For I know that on the surface, it appears that Moses in Leviticus simply has written a litany of do(s) and don’t(s) for the people to follow. It might even appear that perhaps God is expecting too much from the Chosen People with the lists of prohibitions, even down to how to clean a house. And if that is what you gleaned from the reading of this week’s portion, go back and read again … for there is far more to the story that one might realize.

And that is why this week’s portion will examine the two chapters which Moses gives to the subject of leprosy. Chapter 13 begins with the approach that the priest must take to examine a sore on an individual’s body. The chapter continues with how to examine garments that have been worn. Chapter 14 deals with the steps that need to be taken for cleansing (seeking atonement) the leprous individual along with the person’s home. Lots of details and lots of regulations and one is allowed to ask why?  Why did God have Moses devote so much time and papyrus to the discussion of leprosy?  Perhaps it is because of what leprosy represented to God and to the people as much as the disease itself.

Leprosy represented the fact that someone was unclean and needed to be separated from the people.

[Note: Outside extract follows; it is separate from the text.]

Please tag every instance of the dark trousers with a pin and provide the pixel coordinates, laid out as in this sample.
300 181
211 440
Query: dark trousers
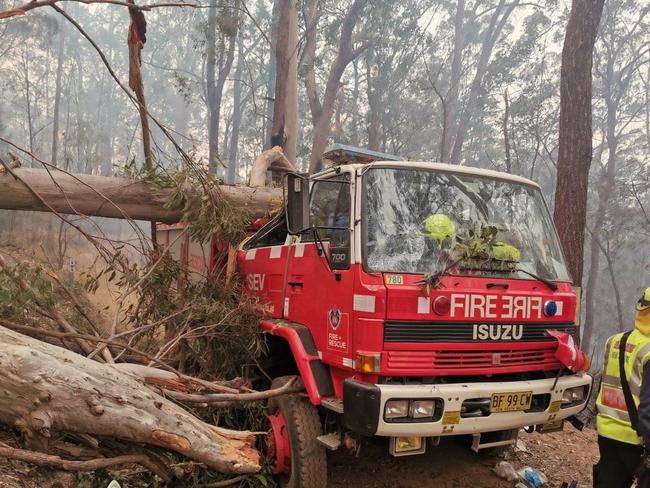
617 465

Leprosy is not necessarily contagious (unless proper precautions are not taken), but it does symbolize in Scripture an unclean attitude and heart. Lepers were separated from the people so that their example and lifestyle would not infect and affect other people. In the New Testament as well as the Hebrew Scriptures, lepers had to live outside of society and announce their status when they saw someone coming their way. Leprosy was obviously an anathema to God because it symbolized an individual who had not taken seriously the reminder to be holy as God himself is holy.

This should be a reminder for us to always be diligent to the important details of serving God. The details that God himself has established but not the ones that we add on to make ourselves self-satisfied and self-righteous. For we need to be careful not to drift into the self-satisfied action of legalism nor to give away to the attitude that we can do whatever we want either but to always mindful of the cliché “but there for the grace of God ….” This in its own way is another form of disease and just as deadly and repugnant to God.

So … ask yourself, is there something in your life that could cause you to appear unclean before God. If so, deal with it now before the call of “Unclean” becomes truth instead of just possibility. God bless. Shalom.